C’est ainsi que, depuis leur retour, un nombre incalculable de soldats ont été pris en charge par leurs parents. J’ai rendu visite à une maison des Grandes Plaines dans laquelle, depuis bientôt dix ans, un ancien combattant reste étendu sur son lit d’enfance, où sa mère lui prodigue les soins dont il a besoin ; puis à une autre maison, en Nouvelle-Angleterre, dans laquelle un ancien combattant passa une dernière soirée sur les genoux de son père, avant de se donner la mort.
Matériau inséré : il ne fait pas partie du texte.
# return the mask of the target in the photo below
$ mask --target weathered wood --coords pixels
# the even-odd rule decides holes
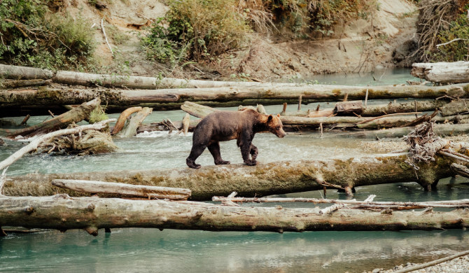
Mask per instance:
[[[44,121],[27,128],[15,130],[8,134],[8,137],[15,137],[21,135],[24,137],[31,137],[36,134],[45,134],[60,128],[66,127],[72,122],[77,123],[90,115],[97,106],[99,105],[99,98],[83,103],[80,106],[74,108],[65,113]]]
[[[204,166],[198,169],[176,168],[33,174],[10,177],[12,181],[5,185],[5,194],[50,195],[57,191],[51,188],[52,180],[74,179],[188,188],[192,190],[192,200],[210,200],[214,196],[227,196],[234,191],[246,197],[262,197],[322,190],[323,186],[318,181],[343,188],[410,181],[432,184],[438,179],[454,175],[450,166],[458,162],[437,155],[435,162],[416,163],[420,169],[414,171],[405,162],[407,158],[407,154],[392,154],[349,160],[260,162],[255,167],[232,164]],[[464,162],[462,164],[466,165]],[[59,192],[84,195],[65,190]]]
[[[0,76],[15,80],[48,80],[54,74],[48,69],[0,64]]]
[[[214,108],[205,106],[190,102],[185,102],[184,104],[181,106],[181,108],[196,118],[203,118],[214,112],[219,111],[220,110]]]
[[[130,119],[130,120],[127,122],[124,129],[117,134],[118,136],[120,137],[132,137],[136,134],[136,131],[141,124],[141,122],[145,120],[147,115],[150,115],[153,109],[151,108],[145,107],[139,111],[135,116]]]
[[[52,185],[80,192],[118,194],[122,196],[187,200],[190,190],[178,188],[129,185],[122,183],[55,179]]]
[[[442,115],[456,115],[460,113],[469,112],[469,102],[459,100],[451,102],[444,106],[440,107]]]
[[[66,134],[78,134],[78,133],[80,133],[80,132],[83,132],[83,131],[85,131],[85,130],[99,130],[103,129],[104,127],[107,126],[107,124],[108,122],[112,122],[113,121],[115,121],[115,119],[110,119],[110,120],[103,120],[103,121],[101,121],[99,122],[94,123],[94,124],[78,126],[78,127],[76,127],[72,128],[72,129],[65,129],[65,130],[55,131],[55,132],[44,134],[43,136],[41,136],[38,138],[37,138],[37,139],[33,140],[32,141],[31,141],[28,145],[22,147],[21,149],[16,151],[13,155],[10,155],[5,160],[1,162],[0,162],[0,169],[4,169],[4,168],[5,168],[8,166],[10,166],[13,162],[15,162],[16,160],[21,158],[21,157],[24,155],[26,153],[29,153],[31,151],[33,151],[33,150],[37,149],[38,146],[41,143],[46,141],[48,139],[52,139],[53,137],[58,136],[63,136],[63,135],[66,135]]]
[[[334,113],[337,115],[357,115],[361,114],[363,111],[363,104],[361,101],[339,102],[335,104]]]
[[[41,86],[50,83],[50,80],[14,80],[0,82],[0,89]]]
[[[125,121],[127,120],[127,118],[129,118],[129,115],[133,114],[135,112],[138,112],[141,109],[141,107],[130,107],[127,109],[125,109],[125,111],[122,112],[120,115],[119,115],[119,118],[118,118],[117,122],[115,122],[115,125],[114,125],[114,128],[113,129],[111,134],[115,134],[120,132],[124,127]]]
[[[28,208],[29,209],[25,209]],[[66,196],[10,197],[0,203],[0,225],[82,229],[154,227],[211,231],[284,232],[412,230],[466,227],[467,209],[451,211],[377,211],[220,206],[188,201],[126,200]]]
[[[469,62],[412,64],[410,74],[433,83],[468,83]]]
[[[369,99],[435,99],[444,95],[465,97],[467,84],[445,86],[376,86],[368,88]],[[307,103],[314,101],[340,101],[348,93],[349,99],[361,99],[366,89],[359,86],[314,85],[313,87],[274,88],[186,88],[167,90],[116,90],[99,89],[53,89],[46,87],[38,90],[0,91],[0,104],[5,106],[18,105],[64,105],[78,104],[99,97],[108,105],[134,106],[139,104],[174,104],[189,102],[243,101],[253,99],[262,102],[293,100],[302,95]],[[239,104],[238,104],[239,105]],[[249,105],[246,104],[245,105]]]
[[[439,136],[446,136],[463,134],[469,134],[469,125],[467,124],[438,124],[435,126],[435,132]],[[356,137],[363,139],[379,139],[402,137],[415,130],[414,127],[401,128],[391,128],[379,130],[362,132],[351,132],[347,133],[335,134],[335,137]]]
En suivant la piste des anciens combattants esquintés, afin de pouvoir écrire mon nouveau livre, Ils étaient Soldats : L’histoire secrète des conditions du retour des blessés des guerres de l’Amérique, j’ai fini par comprendre le degré de souffrance qu’eux et leurs familles endurèrent, tout comme les Afghans, à cause des délires – qui enfreignent à la législation internationale, pour nombre d’entre eux – des dirigeants de cette nation, mais aussi d’autres Étasuniens influents, militaires ou non, qui détiennent un pouvoir plus grand que celui des soldats, et qui ont moins de comptes à rendre que les soldats.
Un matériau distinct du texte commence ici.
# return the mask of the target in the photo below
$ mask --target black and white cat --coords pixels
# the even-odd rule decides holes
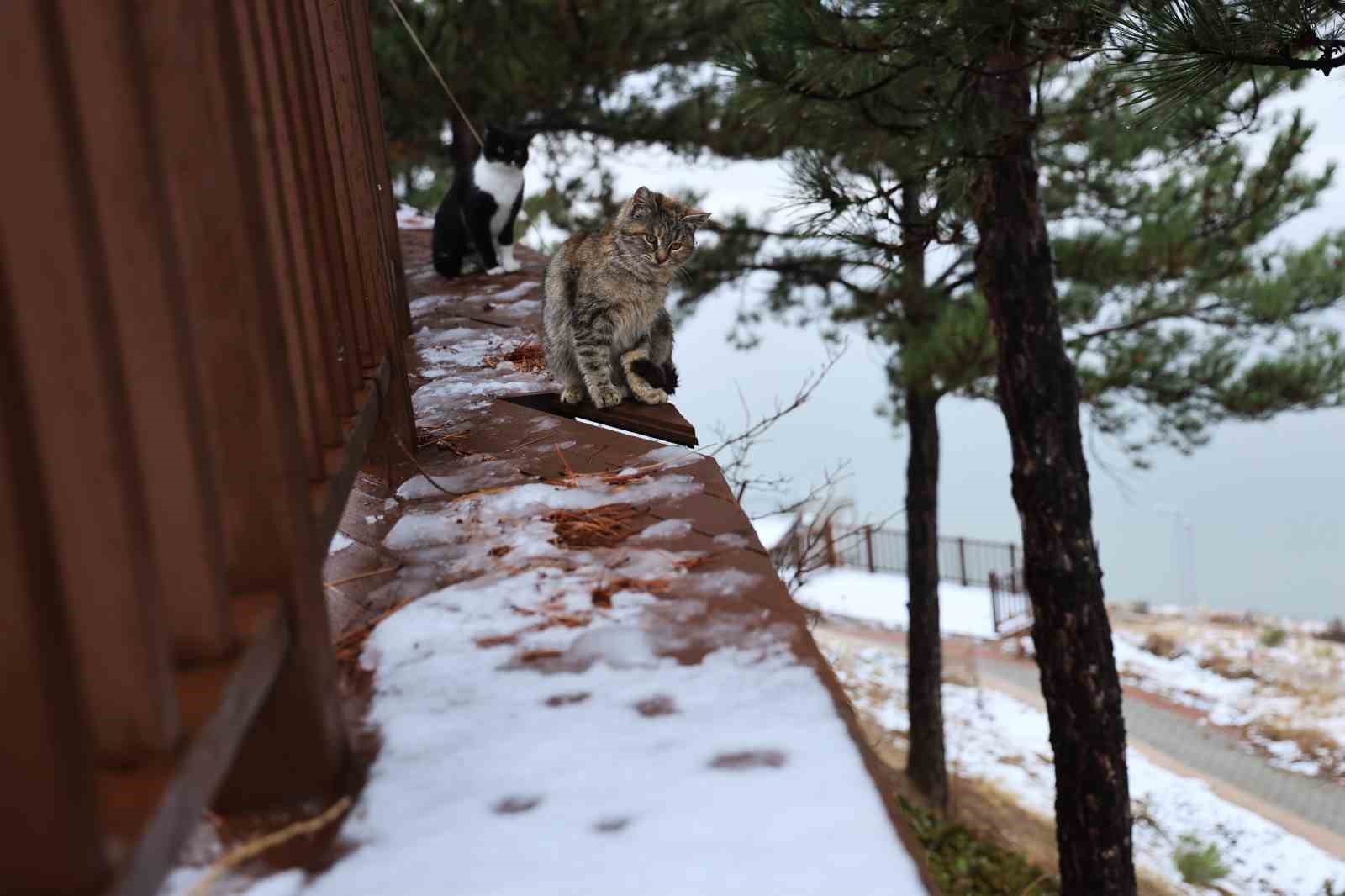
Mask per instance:
[[[434,214],[434,270],[463,273],[463,258],[477,256],[488,274],[518,270],[514,219],[523,204],[523,165],[529,135],[486,126],[476,164],[453,175],[453,186]]]

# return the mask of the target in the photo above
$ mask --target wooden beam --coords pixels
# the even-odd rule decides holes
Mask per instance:
[[[253,129],[239,13],[245,0],[137,4],[164,178],[200,346],[219,457],[229,583],[278,593],[293,648],[242,744],[222,799],[258,807],[323,796],[347,755],[321,595],[324,556],[308,503],[264,179],[274,160]],[[208,209],[210,214],[200,214]]]
[[[570,420],[592,420],[604,426],[633,432],[639,436],[650,436],[663,441],[671,441],[687,448],[695,448],[695,426],[689,424],[672,405],[642,405],[638,402],[623,402],[616,408],[599,409],[590,401],[577,405],[566,405],[554,391],[530,391],[521,396],[500,398],[523,408],[545,410],[549,414],[569,417]]]
[[[164,616],[178,657],[223,657],[234,647],[223,530],[143,48],[125,4],[56,5],[93,194],[83,214],[98,222],[129,441],[147,471],[151,553],[160,581],[172,584]]]
[[[0,266],[28,391],[35,474],[47,488],[61,599],[98,749],[113,761],[136,761],[178,737],[145,507],[152,471],[141,468],[130,435],[136,422],[151,422],[151,412],[132,406],[128,393],[112,308],[121,274],[110,273],[104,239],[104,230],[136,223],[100,219],[61,5],[0,7],[0,104],[13,128],[0,164]],[[109,35],[102,51],[120,52],[120,39]]]
[[[23,39],[12,12],[0,9],[0,30]],[[61,568],[12,301],[0,266],[0,880],[34,896],[85,893],[106,874],[93,743],[66,609],[51,600]]]

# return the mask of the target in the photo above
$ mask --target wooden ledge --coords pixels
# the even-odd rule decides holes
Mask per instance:
[[[502,401],[570,420],[592,420],[604,426],[632,432],[638,436],[648,436],[660,441],[670,441],[675,445],[686,445],[687,448],[695,448],[699,444],[695,439],[695,426],[689,424],[678,413],[677,406],[671,404],[642,405],[633,401],[623,401],[616,408],[599,409],[590,401],[577,405],[562,404],[561,397],[554,391],[507,396]]]

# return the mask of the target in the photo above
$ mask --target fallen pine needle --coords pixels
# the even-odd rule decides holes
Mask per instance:
[[[335,588],[336,585],[344,585],[347,583],[359,581],[360,578],[369,578],[370,576],[378,576],[385,572],[397,572],[401,566],[383,566],[382,569],[370,569],[367,573],[359,573],[358,576],[346,576],[344,578],[338,578],[336,581],[324,581],[323,585],[327,588]]]
[[[555,526],[555,544],[566,548],[615,548],[640,529],[643,511],[633,505],[603,505],[589,510],[555,510],[542,517]]]
[[[514,346],[508,351],[500,351],[482,358],[483,367],[496,367],[500,362],[508,361],[521,373],[543,373],[546,370],[546,352],[539,342],[525,342]]]
[[[210,869],[206,872],[206,876],[202,877],[199,881],[196,881],[196,884],[190,891],[187,891],[187,896],[206,896],[206,893],[210,892],[210,888],[215,884],[215,881],[219,880],[219,877],[223,876],[225,872],[227,872],[229,869],[235,868],[243,864],[245,861],[262,854],[264,852],[266,852],[273,846],[288,844],[296,837],[303,837],[305,834],[316,834],[323,827],[327,827],[327,825],[332,823],[334,821],[344,815],[346,810],[350,809],[350,802],[351,802],[350,796],[342,796],[335,803],[332,803],[327,809],[327,811],[324,811],[321,815],[317,815],[315,818],[308,818],[301,822],[295,822],[293,825],[286,825],[285,827],[281,827],[277,831],[272,831],[270,834],[258,837],[257,839],[252,839],[247,841],[246,844],[235,846],[234,849],[225,853],[219,860],[217,860],[210,866]]]

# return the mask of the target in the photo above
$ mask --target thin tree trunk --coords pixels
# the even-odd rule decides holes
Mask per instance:
[[[935,805],[948,803],[943,741],[943,639],[939,632],[939,418],[937,394],[907,387],[907,775]]]
[[[1132,896],[1120,683],[1092,537],[1079,379],[1065,354],[1042,218],[1030,65],[1009,51],[976,78],[991,141],[974,187],[976,277],[998,342],[998,396],[1013,444],[1033,643],[1056,766],[1065,896]]]
[[[920,211],[921,176],[901,184],[901,311],[908,340],[925,338],[935,316],[925,291],[925,249],[932,234]],[[911,752],[907,775],[939,806],[948,805],[943,739],[943,635],[939,631],[939,393],[925,379],[905,387],[907,429],[907,709]]]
À l’image des soldats, ce pays change. Les « amenez-les moi » fanfarons du décideur à l’origine du processus préventif qui finit par engloutir des enfants des pauvres, des patriotes, sont aujourd’hui mis en sourdine. À l’heure qu’il est, en Afghanistan comme en Irak, Washington fait des pieds et des mains pour que le retrait ressemble le moins possible à une défaite voire, pire, à un gâchis inutile. La plupart des Étasuniens ne posent plus de questions sur les objectifs que les guerres devaient atteindre.
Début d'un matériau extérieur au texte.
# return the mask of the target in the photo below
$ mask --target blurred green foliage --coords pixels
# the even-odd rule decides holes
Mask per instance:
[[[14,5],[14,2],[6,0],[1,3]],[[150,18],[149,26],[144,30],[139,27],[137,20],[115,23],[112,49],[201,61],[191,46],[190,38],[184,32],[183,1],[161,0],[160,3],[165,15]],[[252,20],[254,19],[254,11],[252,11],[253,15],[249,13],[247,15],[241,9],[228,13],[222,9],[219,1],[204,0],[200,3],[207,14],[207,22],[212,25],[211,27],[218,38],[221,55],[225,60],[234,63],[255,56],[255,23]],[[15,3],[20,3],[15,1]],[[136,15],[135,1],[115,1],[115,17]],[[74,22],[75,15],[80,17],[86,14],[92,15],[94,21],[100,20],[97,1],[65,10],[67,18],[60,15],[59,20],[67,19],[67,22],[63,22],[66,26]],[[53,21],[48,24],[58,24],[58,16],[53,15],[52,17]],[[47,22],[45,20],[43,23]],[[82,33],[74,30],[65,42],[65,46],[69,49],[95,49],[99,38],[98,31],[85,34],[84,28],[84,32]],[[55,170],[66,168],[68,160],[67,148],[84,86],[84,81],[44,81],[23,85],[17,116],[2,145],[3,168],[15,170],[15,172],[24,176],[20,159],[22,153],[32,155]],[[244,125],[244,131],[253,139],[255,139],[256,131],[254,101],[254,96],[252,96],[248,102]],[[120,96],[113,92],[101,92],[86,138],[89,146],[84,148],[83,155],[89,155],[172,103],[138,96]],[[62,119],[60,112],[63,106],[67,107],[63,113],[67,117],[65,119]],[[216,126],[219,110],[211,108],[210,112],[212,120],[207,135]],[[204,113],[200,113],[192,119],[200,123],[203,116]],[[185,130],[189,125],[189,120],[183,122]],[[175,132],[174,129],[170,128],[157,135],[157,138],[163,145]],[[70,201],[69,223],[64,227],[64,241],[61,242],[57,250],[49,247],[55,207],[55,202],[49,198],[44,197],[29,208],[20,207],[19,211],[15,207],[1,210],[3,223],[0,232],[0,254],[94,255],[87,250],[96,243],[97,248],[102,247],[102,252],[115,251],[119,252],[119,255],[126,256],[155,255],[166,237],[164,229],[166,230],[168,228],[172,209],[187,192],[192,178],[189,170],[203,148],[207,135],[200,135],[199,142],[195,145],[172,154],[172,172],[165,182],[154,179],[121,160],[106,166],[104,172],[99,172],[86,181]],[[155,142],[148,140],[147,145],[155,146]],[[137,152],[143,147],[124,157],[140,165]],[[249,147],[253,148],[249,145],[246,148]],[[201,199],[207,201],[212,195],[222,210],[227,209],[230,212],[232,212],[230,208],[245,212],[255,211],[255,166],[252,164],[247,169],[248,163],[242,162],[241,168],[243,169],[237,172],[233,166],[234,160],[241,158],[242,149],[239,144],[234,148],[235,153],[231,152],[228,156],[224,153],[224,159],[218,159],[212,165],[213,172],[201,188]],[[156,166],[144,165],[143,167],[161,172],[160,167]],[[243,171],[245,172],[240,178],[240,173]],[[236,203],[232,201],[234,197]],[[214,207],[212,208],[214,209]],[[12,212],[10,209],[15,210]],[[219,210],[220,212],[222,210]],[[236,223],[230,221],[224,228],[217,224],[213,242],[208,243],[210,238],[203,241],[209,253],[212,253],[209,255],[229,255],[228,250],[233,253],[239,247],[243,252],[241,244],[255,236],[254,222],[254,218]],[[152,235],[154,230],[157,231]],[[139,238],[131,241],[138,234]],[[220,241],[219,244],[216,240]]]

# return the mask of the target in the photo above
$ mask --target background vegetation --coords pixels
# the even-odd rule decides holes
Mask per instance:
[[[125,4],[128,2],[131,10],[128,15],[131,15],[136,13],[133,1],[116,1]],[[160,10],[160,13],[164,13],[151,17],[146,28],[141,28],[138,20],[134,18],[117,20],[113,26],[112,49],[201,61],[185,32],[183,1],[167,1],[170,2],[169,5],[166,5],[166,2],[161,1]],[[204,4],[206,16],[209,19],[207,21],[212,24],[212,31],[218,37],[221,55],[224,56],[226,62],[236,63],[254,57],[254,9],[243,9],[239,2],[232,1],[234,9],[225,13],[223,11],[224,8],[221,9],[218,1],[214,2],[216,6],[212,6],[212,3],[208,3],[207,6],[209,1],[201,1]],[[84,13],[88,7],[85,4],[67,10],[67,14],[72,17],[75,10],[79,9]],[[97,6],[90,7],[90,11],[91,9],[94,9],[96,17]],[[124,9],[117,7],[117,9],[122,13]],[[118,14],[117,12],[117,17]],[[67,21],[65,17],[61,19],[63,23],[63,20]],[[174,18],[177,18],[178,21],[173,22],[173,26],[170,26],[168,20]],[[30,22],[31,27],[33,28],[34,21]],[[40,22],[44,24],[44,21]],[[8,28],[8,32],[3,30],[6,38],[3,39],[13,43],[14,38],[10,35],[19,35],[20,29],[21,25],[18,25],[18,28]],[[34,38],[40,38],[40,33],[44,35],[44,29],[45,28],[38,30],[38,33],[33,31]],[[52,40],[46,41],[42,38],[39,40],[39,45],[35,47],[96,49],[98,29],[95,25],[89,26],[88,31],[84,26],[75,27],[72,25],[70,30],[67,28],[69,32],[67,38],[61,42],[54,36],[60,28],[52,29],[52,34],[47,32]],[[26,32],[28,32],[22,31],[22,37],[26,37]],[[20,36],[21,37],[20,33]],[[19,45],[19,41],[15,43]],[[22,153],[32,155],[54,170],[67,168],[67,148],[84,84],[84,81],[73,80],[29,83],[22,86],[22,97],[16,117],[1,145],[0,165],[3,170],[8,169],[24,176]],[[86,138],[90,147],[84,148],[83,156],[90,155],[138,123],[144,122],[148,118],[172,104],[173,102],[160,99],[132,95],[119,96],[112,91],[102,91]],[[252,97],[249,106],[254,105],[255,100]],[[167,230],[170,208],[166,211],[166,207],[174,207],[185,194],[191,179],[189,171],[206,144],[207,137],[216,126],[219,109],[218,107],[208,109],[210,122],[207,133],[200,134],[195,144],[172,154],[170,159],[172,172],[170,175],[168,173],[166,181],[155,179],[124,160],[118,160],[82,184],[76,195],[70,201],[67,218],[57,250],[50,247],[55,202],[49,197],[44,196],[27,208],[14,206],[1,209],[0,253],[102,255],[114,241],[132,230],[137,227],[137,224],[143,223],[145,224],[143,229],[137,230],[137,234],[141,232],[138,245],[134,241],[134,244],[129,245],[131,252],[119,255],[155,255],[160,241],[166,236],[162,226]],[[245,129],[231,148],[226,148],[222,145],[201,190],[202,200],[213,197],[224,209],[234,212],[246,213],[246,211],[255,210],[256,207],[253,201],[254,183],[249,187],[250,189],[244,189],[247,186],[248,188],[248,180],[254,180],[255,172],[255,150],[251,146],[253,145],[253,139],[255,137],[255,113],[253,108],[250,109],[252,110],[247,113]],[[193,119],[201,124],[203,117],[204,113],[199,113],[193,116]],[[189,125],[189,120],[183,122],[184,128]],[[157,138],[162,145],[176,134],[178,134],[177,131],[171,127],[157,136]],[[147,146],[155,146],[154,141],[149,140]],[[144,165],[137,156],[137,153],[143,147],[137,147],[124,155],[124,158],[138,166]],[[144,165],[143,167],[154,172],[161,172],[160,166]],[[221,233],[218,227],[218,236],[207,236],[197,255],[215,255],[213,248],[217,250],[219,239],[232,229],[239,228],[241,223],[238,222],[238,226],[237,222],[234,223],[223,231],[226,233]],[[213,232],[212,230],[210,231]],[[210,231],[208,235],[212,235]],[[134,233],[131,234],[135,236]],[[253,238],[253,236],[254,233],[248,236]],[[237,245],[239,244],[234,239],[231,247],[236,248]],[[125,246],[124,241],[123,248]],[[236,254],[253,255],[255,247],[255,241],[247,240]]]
Sous le coup de la colère, un officier de l’Armée de Terre, dont la fin de carrière approchait, me donna cette instruction : « Suivez l’argent ». J’avais passé mon temps en compagnie de pauvres gosses, en quête d’un avenir honorable, qui font le sale boulot de l’armée des États-Unis. Ils font partie des 1% les plus démunis de la nation. Mais, comme me le dit cet officier de carrière furieux, « Ils ne font qu’appliquer les ordres ». La guerre est au service des autres 1%, ceux qui sont au sommet, elle est ce grand moteur qui donne l’impulsion au transfert des richesses du Trésor Public vers le haut, où leurs poches ouvertes les attendent. La traque de cet argent révèle la véritable raison derrière le choix des conflits. Selon les propres termes de cet officier désenchanté, les guerres ont rendu ces profiteurs « putain de monumentalement riches ». Les perdants sont les soldats, et leurs familles.
Ann Jones
http://mondediplo.com/openpage/they-didn-t-know-what-they-were-getting-into
Le nouveau livre d’Ann Jones sort aujourd’hui : They Were Soldiers : How the Wounded Return from America’s Wars — the Untold Story, un projet coopératif de Dispatch Books et Haymarket Books. Jones, qui est grand reporter en Afghanistan depuis 2002, a écrit deux autres livres qui traitent de l’impact de la guerre sur les civils : Kabul in Winter et War Is Not Over When It’s Over.